Il y a une qualité hypnotique aux émissions de télévision de baseball. Un lanceur définit le rythme du jeu et, ce faisant, définit le rythme d’une transmission. Coupez un coup au grand angle hors du terrain, coupez l’œil du frappeur sur l’épaule du lanceur, coupez le gros plan du frappeur tout en ajustant les gants, la position et le casque. Et couper à nouveau. C’est un hypnotisme qui mérite d’être expérimenté pour rattraper un peu de sommeil les après-midi languissants.

Le sport rappelle également que vous vivez dans une société libre et prospère.

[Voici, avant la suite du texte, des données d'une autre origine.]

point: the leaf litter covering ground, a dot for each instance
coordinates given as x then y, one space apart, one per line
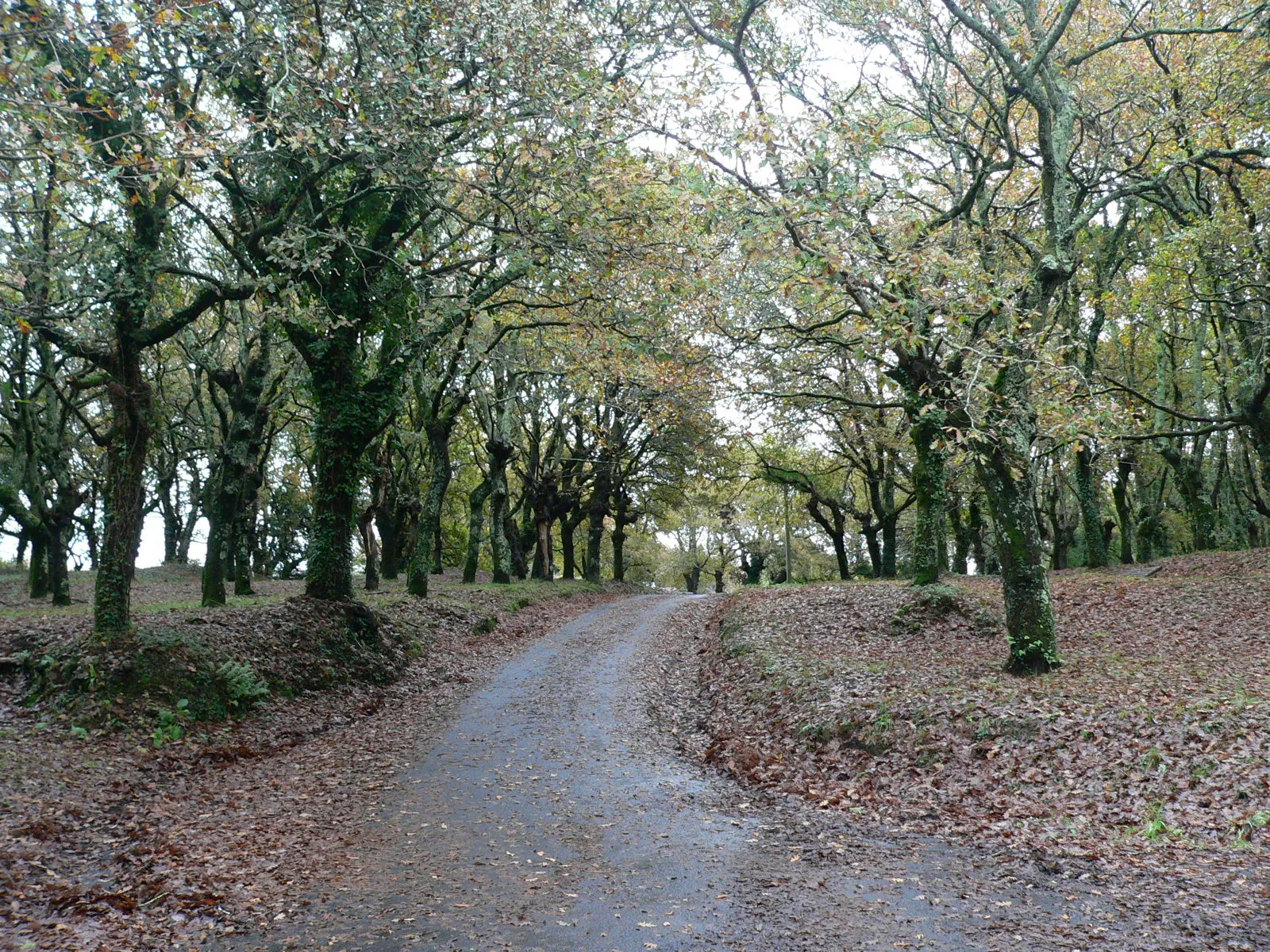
108 843
1149 748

Il fournit un rappel subtil, mais réel, que les jeunes hommes forts de votre nation ne sont pas désespérément nécessaires au combat et peuvent courir après quelque chose juste pour le simple plaisir de le faire. Cela signifie également que l’absence de sports organisés est un signe que nous sommes en quelque sorte moins libres, que nous sommes enfermés contre notre volonté, soit par le virus lui-même, par le gouvernement assumant ses pouvoirs d’urgence, soit par notre propre peur. Le baseball a disparu quelques jours après le 11 septembre, et son retour, en particulier à New York, était un signe non seulement de normalité mais d’espoir, voire de courage et de la magnanimité profonde de notre société.

Certaines personnes que je vois sur les réseaux sociaux essaient de faire bon usage de leur temps de détention, de réévaluer leurs habitudes, de tendre la main à leurs proches avec lesquels elles sont protégées. Ils veulent s’améliorer. C’est admirable. Mais le cœur humain aspire à plus que la productivité; Vous devez jouer.

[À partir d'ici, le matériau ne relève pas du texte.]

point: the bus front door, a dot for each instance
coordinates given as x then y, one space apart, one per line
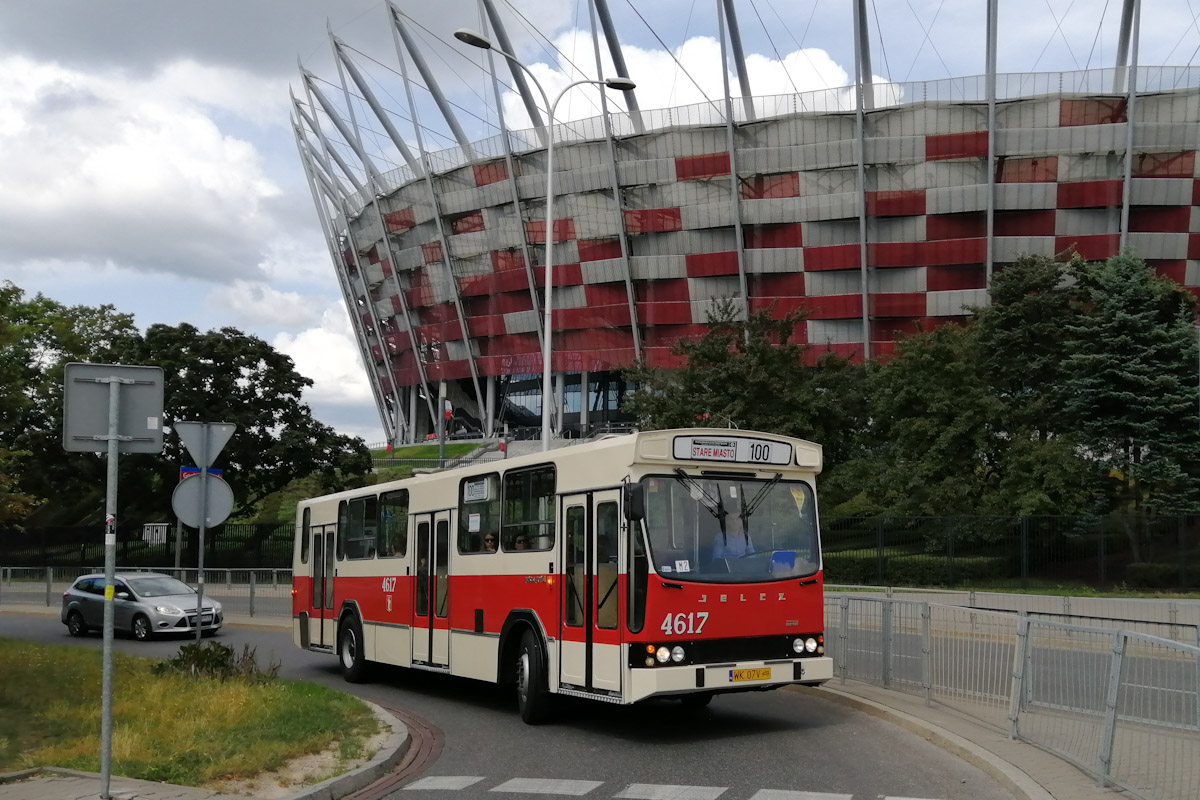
431 591
322 621
589 633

Je veux payer plus de 20 $ pour une place de parking à l’extérieur d’un stade du nom d’une banque que nous avons secourue lors de la dernière crise économique. Je veux me réveiller d’une sieste du dimanche en regardant le match pour découvrir un non-frappeur en cours. Je veux crier sur les horribles arbitres. Je veux diffuser des matchs de lancement en direct du stade Semple à Thurles, en Irlande, sur mon écran plat à New York. Je veux voir les cygnes de Sydney aux règles australiennes et les Jeux olympiques de Tokyo. Ce que je désire le plus en cette période d’aliénation sociale, de mise en quarantaine et d’abri sur place, c’est le rugissement d’une foule.